Brave, talented and arguably too idealistic for her own good, Hannah Senesh was a young Hungarian Jew who gave her life trying to save her people from the Nazis.
The documentary “Blessed Is the Match” recounts and increasingly, judiciously restages her remarkable story, using as primary source material Hannah's own letters, diaries and excellent poems, as well as the writings of her mother, Catherine, who survived her.
The daughter of a popular Budapest playwright, Hannah grew up in assimilated, bourgeois comfort. But as pre-war anti-Semitism grew, she became a Zionist and took off for Palestine (Catherine remained behind). In 1944 Hannah and some other young settlers accepted a British offer to parachute back into the Balkans as liaisons for area partisans. This ironically coincided with the retreating Germans' occupation of their former ally Hungary; hoping to rescue Catherine from the Holocaust, Hannah was almost immediately captured by the enemy.
Mother and daughter were reunited for the last time in Budapest's Gestapo prison.

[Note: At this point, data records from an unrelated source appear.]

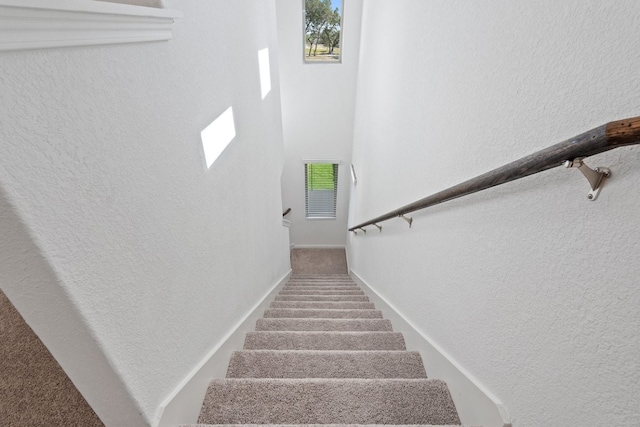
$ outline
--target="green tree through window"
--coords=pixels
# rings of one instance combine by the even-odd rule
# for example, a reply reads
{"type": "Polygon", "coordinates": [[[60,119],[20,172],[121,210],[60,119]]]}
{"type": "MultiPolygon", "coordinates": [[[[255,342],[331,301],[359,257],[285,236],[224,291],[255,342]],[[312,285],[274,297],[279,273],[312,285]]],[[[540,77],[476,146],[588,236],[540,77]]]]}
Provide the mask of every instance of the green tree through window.
{"type": "Polygon", "coordinates": [[[335,218],[338,196],[338,165],[305,164],[305,216],[335,218]]]}
{"type": "Polygon", "coordinates": [[[304,0],[305,62],[340,62],[342,0],[304,0]]]}

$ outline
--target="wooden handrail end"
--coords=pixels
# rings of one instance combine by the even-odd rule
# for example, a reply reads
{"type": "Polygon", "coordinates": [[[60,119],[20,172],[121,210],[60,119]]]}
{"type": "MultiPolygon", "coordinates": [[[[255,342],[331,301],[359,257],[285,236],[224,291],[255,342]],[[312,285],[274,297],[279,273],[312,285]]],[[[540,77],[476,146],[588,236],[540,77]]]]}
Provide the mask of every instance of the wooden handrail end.
{"type": "Polygon", "coordinates": [[[640,117],[607,123],[605,135],[609,145],[640,144],[640,117]]]}

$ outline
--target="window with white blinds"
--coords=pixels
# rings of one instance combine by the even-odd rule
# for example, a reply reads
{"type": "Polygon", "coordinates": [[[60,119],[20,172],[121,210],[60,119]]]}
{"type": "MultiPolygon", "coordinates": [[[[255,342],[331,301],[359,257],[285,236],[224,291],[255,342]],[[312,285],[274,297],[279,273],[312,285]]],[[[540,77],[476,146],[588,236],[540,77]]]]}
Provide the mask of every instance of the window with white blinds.
{"type": "Polygon", "coordinates": [[[305,216],[335,218],[338,197],[338,164],[305,163],[305,216]]]}

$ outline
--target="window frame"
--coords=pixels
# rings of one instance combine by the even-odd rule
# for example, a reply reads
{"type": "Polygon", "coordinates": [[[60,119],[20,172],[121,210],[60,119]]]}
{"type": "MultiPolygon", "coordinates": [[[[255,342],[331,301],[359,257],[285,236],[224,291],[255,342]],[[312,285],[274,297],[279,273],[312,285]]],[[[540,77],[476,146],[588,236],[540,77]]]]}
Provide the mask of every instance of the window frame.
{"type": "Polygon", "coordinates": [[[345,0],[340,0],[342,2],[342,6],[340,7],[341,10],[341,14],[340,14],[340,44],[338,46],[338,48],[340,49],[340,59],[338,59],[337,61],[307,61],[307,56],[305,55],[305,49],[306,49],[306,44],[307,44],[307,34],[306,34],[306,28],[305,28],[305,20],[306,20],[306,7],[305,7],[305,0],[301,0],[302,1],[302,63],[304,65],[313,65],[313,64],[326,64],[326,65],[336,65],[336,64],[342,64],[342,45],[344,42],[344,3],[345,0]]]}
{"type": "Polygon", "coordinates": [[[340,161],[339,160],[304,160],[304,218],[305,220],[336,220],[338,218],[338,182],[340,180],[340,161]],[[330,164],[334,166],[333,176],[333,216],[309,216],[309,186],[308,186],[308,168],[310,164],[330,164]]]}

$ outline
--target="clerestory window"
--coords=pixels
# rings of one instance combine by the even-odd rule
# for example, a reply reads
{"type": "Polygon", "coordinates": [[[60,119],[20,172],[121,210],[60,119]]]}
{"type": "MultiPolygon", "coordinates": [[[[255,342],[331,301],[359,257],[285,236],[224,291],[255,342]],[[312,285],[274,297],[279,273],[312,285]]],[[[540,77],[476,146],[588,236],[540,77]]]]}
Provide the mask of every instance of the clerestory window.
{"type": "Polygon", "coordinates": [[[338,198],[338,164],[305,163],[305,216],[335,218],[338,198]]]}
{"type": "Polygon", "coordinates": [[[303,0],[304,62],[342,62],[343,0],[303,0]]]}

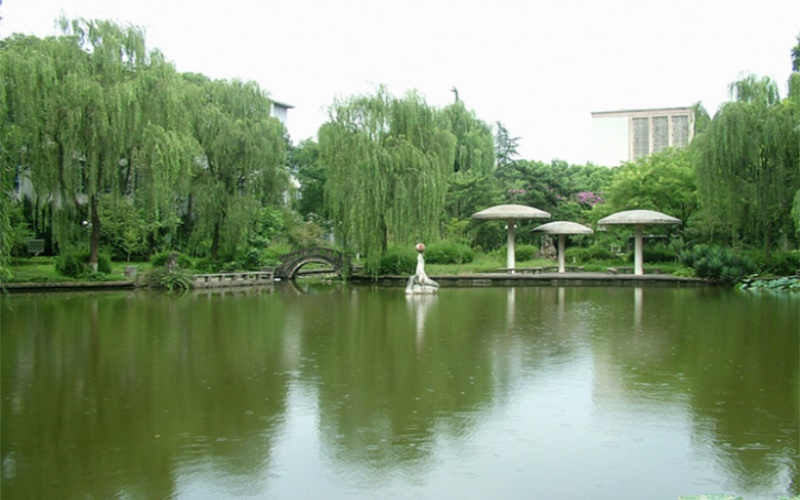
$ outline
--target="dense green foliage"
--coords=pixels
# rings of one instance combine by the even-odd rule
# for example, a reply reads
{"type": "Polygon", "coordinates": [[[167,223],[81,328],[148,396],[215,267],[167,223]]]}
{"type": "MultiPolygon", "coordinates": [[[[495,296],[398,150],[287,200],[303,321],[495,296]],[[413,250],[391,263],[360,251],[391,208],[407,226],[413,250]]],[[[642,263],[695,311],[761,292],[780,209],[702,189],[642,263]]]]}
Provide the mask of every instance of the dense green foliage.
{"type": "Polygon", "coordinates": [[[617,167],[595,216],[643,209],[689,220],[697,208],[692,155],[688,148],[666,149],[617,167]]]}
{"type": "Polygon", "coordinates": [[[414,274],[417,267],[417,253],[406,247],[391,247],[380,260],[374,274],[407,276],[414,274]]]}
{"type": "Polygon", "coordinates": [[[800,193],[800,109],[781,101],[771,80],[750,76],[731,86],[694,146],[704,223],[722,244],[796,244],[792,202],[800,193]]]}
{"type": "MultiPolygon", "coordinates": [[[[667,213],[682,224],[648,228],[645,260],[689,248],[684,263],[716,280],[800,267],[800,37],[785,99],[771,80],[744,78],[713,117],[694,107],[690,147],[607,168],[520,159],[520,138],[457,94],[436,108],[385,87],[336,99],[319,142],[293,146],[256,83],[180,74],[134,26],[60,26],[0,40],[0,279],[31,238],[72,274],[84,271],[71,248],[89,248],[94,269],[102,253],[182,252],[218,271],[326,241],[372,273],[413,272],[418,241],[432,264],[502,251],[505,222],[471,215],[503,203],[588,226],[622,210],[667,213]]],[[[518,222],[518,260],[542,258],[530,232],[541,222],[518,222]]],[[[567,259],[623,259],[632,232],[572,237],[567,259]]]]}
{"type": "Polygon", "coordinates": [[[431,240],[438,233],[455,155],[442,113],[414,93],[337,101],[319,131],[327,169],[326,202],[345,247],[365,253],[370,268],[389,243],[431,240]]]}
{"type": "Polygon", "coordinates": [[[266,94],[179,75],[136,27],[62,19],[61,30],[0,43],[4,192],[16,179],[55,251],[85,227],[93,267],[101,244],[124,258],[237,247],[285,185],[287,139],[266,94]]]}
{"type": "Polygon", "coordinates": [[[695,269],[700,278],[732,285],[756,272],[755,262],[731,248],[697,245],[680,255],[681,263],[695,269]]]}
{"type": "MultiPolygon", "coordinates": [[[[61,253],[56,259],[56,271],[69,278],[90,278],[95,270],[89,262],[88,251],[67,251],[61,253]]],[[[111,272],[111,257],[101,253],[97,260],[96,272],[109,274],[111,272]]]]}
{"type": "Polygon", "coordinates": [[[463,243],[437,241],[425,248],[425,262],[430,264],[468,264],[475,260],[475,251],[463,243]]]}
{"type": "Polygon", "coordinates": [[[190,269],[192,267],[191,257],[180,252],[159,252],[150,257],[150,263],[153,267],[166,267],[167,262],[170,262],[171,259],[181,269],[190,269]]]}
{"type": "Polygon", "coordinates": [[[564,251],[564,258],[570,263],[597,261],[610,261],[617,258],[606,245],[591,245],[588,247],[571,246],[564,251]]]}

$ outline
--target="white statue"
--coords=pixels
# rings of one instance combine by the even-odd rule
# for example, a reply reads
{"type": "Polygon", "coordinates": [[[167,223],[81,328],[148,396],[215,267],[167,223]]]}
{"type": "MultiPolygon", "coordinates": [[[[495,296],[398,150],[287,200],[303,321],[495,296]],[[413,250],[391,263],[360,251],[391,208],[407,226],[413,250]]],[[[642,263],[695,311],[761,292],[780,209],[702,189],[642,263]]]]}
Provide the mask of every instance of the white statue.
{"type": "Polygon", "coordinates": [[[425,245],[423,243],[418,243],[416,248],[418,252],[417,271],[414,273],[414,276],[408,278],[408,283],[406,284],[406,294],[416,295],[436,293],[436,291],[439,289],[439,284],[428,278],[428,275],[425,274],[425,259],[422,257],[422,252],[425,251],[425,245]]]}

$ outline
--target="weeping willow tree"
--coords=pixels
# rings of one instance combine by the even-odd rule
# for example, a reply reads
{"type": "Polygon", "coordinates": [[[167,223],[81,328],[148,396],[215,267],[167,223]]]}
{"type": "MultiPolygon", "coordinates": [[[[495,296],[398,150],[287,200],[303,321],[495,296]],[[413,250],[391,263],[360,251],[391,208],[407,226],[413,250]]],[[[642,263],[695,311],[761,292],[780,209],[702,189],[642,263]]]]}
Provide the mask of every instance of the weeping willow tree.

Narrated by Joan Allen, who also provides Catherine's voiceover, Roberta Grossman's film nicely emphasizes the Seneshes' familial bonds while painting a persuasive portrait of a vibrant yet socially isolated young woman whose only real personal connections seem to have been to the mother and brother she was long separated from.
A number of people who knew Hannah, including Israel's president, Shimon Peres, are interviewed.
Hannah's nephews lent a rich trove of family photos and other archives to the project, while the wider historical picture is sketched in more generally and conventionally.
But “Blessed Is the Match” movingly achieves its goals: illuminating the only Allied mission to rescue Jews during World War II, and not only introducing a wider audience to one of Israel's true heroines, but insisting that we get to know her as a person as well as an inspiration.